干湿交替对红河干旱河谷区土壤优先流形成特征的影响

为明确干旱河谷气候区干湿交替作用对土壤优先流形成的影响,本研究以红河干旱河谷区的荒草地为对象,通过模拟干湿交替的方法,基于染色示踪和水分穿透曲线试验并利用图像处理技术,对比分析模拟前后土壤优先流特征的差异性规律。结果表明: 模拟干湿交替条件下基质流发生区在0~10 cm土层,染色深度高达35 cm,其优先路径的水平宽度仅为3～10 cm,且染色面积曲线波动小。模拟干湿交替条件导致土壤稳定出流速率、大孔隙数量和大孔隙率明显增加,在0~20 cm土层,实施干湿交替后的土壤稳定出流速率较非干湿交替条件高约0.27 cm³·s^-1,染色区的大孔隙数量增加约1.4倍,大孔隙率则高13.4%。大孔隙数量与稳定出流速率呈极显著正相关,模拟干湿交替后大孔隙数量从大到小依次为: 0.6～0.8 mm＞0.8～1.0 mm＞1.0～1.5 mm＞1.5～2.0 mm＞2.0～3.7 mm,非干湿交替条件下为: 0.8～1.0 mm＞0.6～0.8 mm＞1.0～1.5 mm＞2.0～3.7 mm＞1.5～2.0 mm。各孔径范围的大孔隙数量与染色面积比呈极显著相关关系,经过模拟干湿交替处理后,其相关性增大,且影响优先流发生的主导因素由孔径1.5～2.0 mm的大孔隙数量变为孔径0.8～1.0 mm的大孔隙数量。干湿交替作用会通过影响大孔隙特征进而导致土壤更易发生优先流且程度增强。
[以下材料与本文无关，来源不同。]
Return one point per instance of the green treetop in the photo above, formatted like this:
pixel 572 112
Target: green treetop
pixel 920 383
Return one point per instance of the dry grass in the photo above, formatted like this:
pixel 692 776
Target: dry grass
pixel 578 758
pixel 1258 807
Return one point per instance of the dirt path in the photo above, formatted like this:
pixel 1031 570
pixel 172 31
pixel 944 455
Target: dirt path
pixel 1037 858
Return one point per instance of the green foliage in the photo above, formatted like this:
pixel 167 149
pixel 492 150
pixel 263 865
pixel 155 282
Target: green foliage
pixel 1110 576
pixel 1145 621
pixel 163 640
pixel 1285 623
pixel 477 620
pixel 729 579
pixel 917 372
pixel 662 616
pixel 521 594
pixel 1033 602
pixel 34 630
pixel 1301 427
Influence of alternated drying and wetting on the characteristics of soil preferential flow formation in Honghe Arid Valley

To clarify the effects of alternation of drying and wetting on the formation of soil preferential flow in arid valley, taking the wasteland in the arid valley of Honghe River as the research object, we analyzed the soil preferential flow characteristics before and after the simulation of drying and wetting alternation based on dyeing tracer method, water breakthrough curve, and image processing technology. The results showed that, under the simulated alternation of drying and wetting, the matrix flow occurred in the 0-10 cm soil layer, the dyeing depth reached 35 cm, the horizontal width of the preferred path was only 3-10 cm, and the dyeing area curve fluctuated little. Simulated alternation of drying and wetting led to significant increases in the steady effluent, macropores number, and macroporosity. In the 0-20 cm soil layer, the steady effluent after alternation of drying and wetting was about 0.27 cm³·s^-1 higher than that non-alternation of drying and wetting, macropores number in dyeing area was about 1.4 times higher, and the macroporosity was 13.4% higher. The macropores number was positively correlated with stable flow rate. After simulated alternation of drying and wetting, the number of macropores from large to small was 0.6-0.8 mm＞0.8-1.0 mm＞1.0-1.5 mm＞1.5-2.0 mm＞2.0-3.7 mm, while under non-alternation of drying and wetting, it was 0.8-1.0 mm＞0.6-0.8 mm＞1.0-1.5 mm＞2.0-3.7 mm＞1.5-2.0 mm. The macropores number in each pore size range was significantly correlated with the dyeing area ratio. After simulated alternation of drying and wetting, the correlation increased, and the dominant factor affecting the occurrence of preferential flow changed from the macropores number in the pore size range of 1.5-2.0 mm to that of 0.8-1.0 mm. Therefore, the alternation of drying and wetting would affect the characteristics of macropores, which caused the soil to be more prone to preferential flow and with higher magnitude.